I have a friend who recently took a step away from the spirits, when she noticed that she and her boyfriend only talked about their relationship while under-the-influence. Another friend’s relationship ended when they had a harsh and meaningful discussion after a late night out — one best saved for a sober moment. Countless other girls I know obsess over the tiniest alcohol-infused tidbit that was said to someone that they happen to fancy.
On the verge of an over-share? Hold that thought until the AM.
I know what you’re thinking — no, I don’t hang out with a bunch of boozehound sorority girls. We’re all college-educated women, with full-time jobs and health insurance. We’re not raging every M-F. We enjoy a good night out like the rest of ‘em, but we’re completely normal ladies — sprinkled with the little bit of neuroses and insecurities that plague most women in their mid-to-late twenties.
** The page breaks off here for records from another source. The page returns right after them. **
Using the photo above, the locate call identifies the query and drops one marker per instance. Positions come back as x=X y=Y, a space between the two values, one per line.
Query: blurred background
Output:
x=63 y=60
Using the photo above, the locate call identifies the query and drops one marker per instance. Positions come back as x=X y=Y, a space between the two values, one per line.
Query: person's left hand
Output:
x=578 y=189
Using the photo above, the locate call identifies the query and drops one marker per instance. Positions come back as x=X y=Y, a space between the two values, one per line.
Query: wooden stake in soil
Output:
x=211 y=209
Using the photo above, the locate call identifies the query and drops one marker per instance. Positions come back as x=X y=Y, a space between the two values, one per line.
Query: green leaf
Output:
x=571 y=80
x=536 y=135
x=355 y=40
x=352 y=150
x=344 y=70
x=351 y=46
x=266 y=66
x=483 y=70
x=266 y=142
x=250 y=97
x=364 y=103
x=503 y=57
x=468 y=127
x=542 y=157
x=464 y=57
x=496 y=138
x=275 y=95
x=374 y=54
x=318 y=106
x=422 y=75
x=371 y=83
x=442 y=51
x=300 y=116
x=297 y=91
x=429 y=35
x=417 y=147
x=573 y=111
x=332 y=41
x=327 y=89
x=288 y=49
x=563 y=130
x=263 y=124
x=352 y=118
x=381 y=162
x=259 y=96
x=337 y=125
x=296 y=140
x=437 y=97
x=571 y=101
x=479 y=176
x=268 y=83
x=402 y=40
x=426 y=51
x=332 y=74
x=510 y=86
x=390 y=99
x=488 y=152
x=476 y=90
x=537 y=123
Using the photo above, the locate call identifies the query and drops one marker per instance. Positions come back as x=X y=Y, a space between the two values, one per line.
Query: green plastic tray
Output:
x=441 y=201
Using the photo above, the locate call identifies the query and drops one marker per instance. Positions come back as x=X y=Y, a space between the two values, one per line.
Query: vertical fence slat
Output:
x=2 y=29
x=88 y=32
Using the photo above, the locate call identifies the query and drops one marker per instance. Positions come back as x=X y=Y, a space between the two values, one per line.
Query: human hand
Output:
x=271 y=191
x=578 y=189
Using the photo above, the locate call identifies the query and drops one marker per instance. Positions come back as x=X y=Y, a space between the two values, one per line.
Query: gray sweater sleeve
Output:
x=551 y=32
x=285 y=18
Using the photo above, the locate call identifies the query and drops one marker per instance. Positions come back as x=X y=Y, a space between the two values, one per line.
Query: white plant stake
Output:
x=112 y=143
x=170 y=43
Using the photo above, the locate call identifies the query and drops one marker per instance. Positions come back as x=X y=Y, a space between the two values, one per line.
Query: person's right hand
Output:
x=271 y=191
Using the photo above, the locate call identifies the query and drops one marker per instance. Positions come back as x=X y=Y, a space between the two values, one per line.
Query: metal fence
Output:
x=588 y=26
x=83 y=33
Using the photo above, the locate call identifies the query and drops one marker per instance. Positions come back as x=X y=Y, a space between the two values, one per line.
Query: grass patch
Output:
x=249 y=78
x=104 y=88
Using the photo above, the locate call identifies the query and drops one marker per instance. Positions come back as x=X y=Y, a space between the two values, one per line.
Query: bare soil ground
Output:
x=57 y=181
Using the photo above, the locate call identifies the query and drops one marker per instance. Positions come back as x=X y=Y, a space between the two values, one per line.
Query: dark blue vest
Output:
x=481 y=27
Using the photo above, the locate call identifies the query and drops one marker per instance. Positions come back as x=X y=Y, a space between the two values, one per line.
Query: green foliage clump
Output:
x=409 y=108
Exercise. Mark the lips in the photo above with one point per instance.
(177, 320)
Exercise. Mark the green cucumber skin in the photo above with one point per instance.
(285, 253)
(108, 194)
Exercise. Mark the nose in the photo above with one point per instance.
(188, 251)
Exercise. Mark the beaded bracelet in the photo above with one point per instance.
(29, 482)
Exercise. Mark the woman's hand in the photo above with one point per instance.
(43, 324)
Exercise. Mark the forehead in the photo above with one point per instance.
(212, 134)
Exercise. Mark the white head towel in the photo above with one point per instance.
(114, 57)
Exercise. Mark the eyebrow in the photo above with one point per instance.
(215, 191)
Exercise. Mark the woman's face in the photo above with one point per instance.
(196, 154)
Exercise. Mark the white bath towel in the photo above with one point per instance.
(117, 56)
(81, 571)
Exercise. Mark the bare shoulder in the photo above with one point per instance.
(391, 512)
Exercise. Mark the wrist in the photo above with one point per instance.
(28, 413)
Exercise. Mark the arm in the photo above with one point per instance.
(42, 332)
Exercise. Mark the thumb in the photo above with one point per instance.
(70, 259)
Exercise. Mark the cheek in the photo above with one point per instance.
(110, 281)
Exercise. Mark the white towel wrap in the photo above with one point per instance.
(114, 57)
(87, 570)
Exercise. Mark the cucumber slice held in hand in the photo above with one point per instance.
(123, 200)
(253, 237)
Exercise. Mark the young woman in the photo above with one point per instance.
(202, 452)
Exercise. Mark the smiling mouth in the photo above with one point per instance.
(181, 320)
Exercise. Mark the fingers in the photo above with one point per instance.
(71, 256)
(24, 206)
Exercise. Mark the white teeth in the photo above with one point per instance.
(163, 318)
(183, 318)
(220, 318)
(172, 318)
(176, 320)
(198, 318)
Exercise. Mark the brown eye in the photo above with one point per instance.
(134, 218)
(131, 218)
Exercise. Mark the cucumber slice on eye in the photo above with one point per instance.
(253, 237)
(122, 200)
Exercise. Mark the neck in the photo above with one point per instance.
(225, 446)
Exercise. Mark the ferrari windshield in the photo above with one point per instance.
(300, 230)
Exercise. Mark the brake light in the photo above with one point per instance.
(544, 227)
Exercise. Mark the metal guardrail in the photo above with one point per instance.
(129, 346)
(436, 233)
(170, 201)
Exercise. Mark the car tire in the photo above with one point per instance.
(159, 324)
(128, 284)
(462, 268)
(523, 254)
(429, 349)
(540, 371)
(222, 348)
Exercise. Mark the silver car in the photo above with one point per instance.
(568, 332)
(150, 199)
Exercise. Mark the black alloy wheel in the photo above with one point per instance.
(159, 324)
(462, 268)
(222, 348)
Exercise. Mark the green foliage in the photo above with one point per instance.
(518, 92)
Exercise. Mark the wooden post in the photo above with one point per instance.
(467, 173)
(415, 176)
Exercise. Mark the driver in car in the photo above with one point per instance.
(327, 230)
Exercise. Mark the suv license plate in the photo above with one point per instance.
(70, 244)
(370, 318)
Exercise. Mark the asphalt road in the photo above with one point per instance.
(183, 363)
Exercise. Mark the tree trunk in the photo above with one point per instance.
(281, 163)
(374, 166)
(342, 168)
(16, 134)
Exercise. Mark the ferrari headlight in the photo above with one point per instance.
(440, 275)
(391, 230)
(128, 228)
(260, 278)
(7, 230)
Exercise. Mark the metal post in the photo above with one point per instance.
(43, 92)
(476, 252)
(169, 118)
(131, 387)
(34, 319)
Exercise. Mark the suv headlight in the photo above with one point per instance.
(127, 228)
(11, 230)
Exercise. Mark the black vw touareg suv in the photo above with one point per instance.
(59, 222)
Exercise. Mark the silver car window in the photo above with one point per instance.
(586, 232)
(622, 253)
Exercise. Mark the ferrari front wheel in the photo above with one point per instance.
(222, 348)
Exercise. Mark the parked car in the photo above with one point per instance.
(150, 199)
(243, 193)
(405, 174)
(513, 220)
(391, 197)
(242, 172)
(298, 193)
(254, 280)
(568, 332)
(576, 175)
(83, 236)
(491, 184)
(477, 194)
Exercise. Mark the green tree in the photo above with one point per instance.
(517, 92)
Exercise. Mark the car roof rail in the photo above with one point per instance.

So if we’re already obsessing over every minor dating detail, then drinking sure isn’t going to help matters, right? I’m not climbing on a soapbox and advocating sobriety, mind you. While great for many, it’s a state of mind that’s not always realistic in this margarita-soaked town we call home.
All I’m trying to bring into the limelight here are the types of conversations we’re all akin to having when we’re three sheets to the wind. On the verge of an over-share? Hold that thought until the AM. Responsible drinking doesn’t just pertain to driving, after all.